L’homme sortit un smartphone de sa poche et tapota de dessus. Était-il effectivement en train d’envoyer un sms dans la VR ? Cela semblait pour le moins incongru.

« Voilà, c’est fait. Il ne pourra pas dire qu’il n’avait pas entendu. Cela fait longtemps que vous connaissez Carl ?

— Non, non, on s’est rencontré hier ! Il m’a invitée à passer lui rendre visite, c’est tout. Je suis toute nouvelle dans Autremonde !

— Une nouvelle résidente ? Ah, mais je te souhaite la bienvenue alors ! Et permets-moi de te féliciter, car je vois à ton avatar que tu n’es pas une simple touriste…

— Merci ! La boutique Grâce fait vraiment des merveilles ! »

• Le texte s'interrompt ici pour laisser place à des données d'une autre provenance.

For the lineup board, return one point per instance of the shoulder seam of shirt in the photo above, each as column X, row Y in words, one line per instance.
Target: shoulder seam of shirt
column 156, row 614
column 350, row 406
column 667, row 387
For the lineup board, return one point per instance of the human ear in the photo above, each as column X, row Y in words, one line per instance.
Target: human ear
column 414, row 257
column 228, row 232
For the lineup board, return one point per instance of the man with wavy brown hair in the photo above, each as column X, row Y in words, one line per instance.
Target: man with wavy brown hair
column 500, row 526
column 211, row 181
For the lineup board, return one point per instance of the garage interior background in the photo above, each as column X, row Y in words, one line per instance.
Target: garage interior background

  Henry éclata de rire. Son visage s’illumina et tous les muscles de son faciès s’animèrent. Les possibilités d’animations des avatars étaient bien plus vastes que ce qu’elle imaginait.

« Grâce est le must, c’est là que je vais moi aussi ! » Sonia était troublée. Cette remarque… Pas une simple touriste, elle ? Elle ne savait même pas ce qu’elle faisait là. Elle-même ne savait pas ce qu’elle voulait.

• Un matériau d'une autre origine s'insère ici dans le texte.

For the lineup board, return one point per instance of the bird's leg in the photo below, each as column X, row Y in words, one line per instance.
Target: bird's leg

« Vous travaillez ici, vous aussi ? demanda-t-elle pour changer de sujet.

— Non, non, je suis juste un habitué. Je viens régulièrement découvrir les nouveautés. Carl me tient au courant. On se connait depuis des années. Pour être précis, je suis un client dans la vie réelle. D’ailleurs, tu ne le sais peut-être pas, mais presque toutes ces œuvres existent à la surface.

— Toutes moins une ! » s’exclama une voix qu’elle reconnut de suite.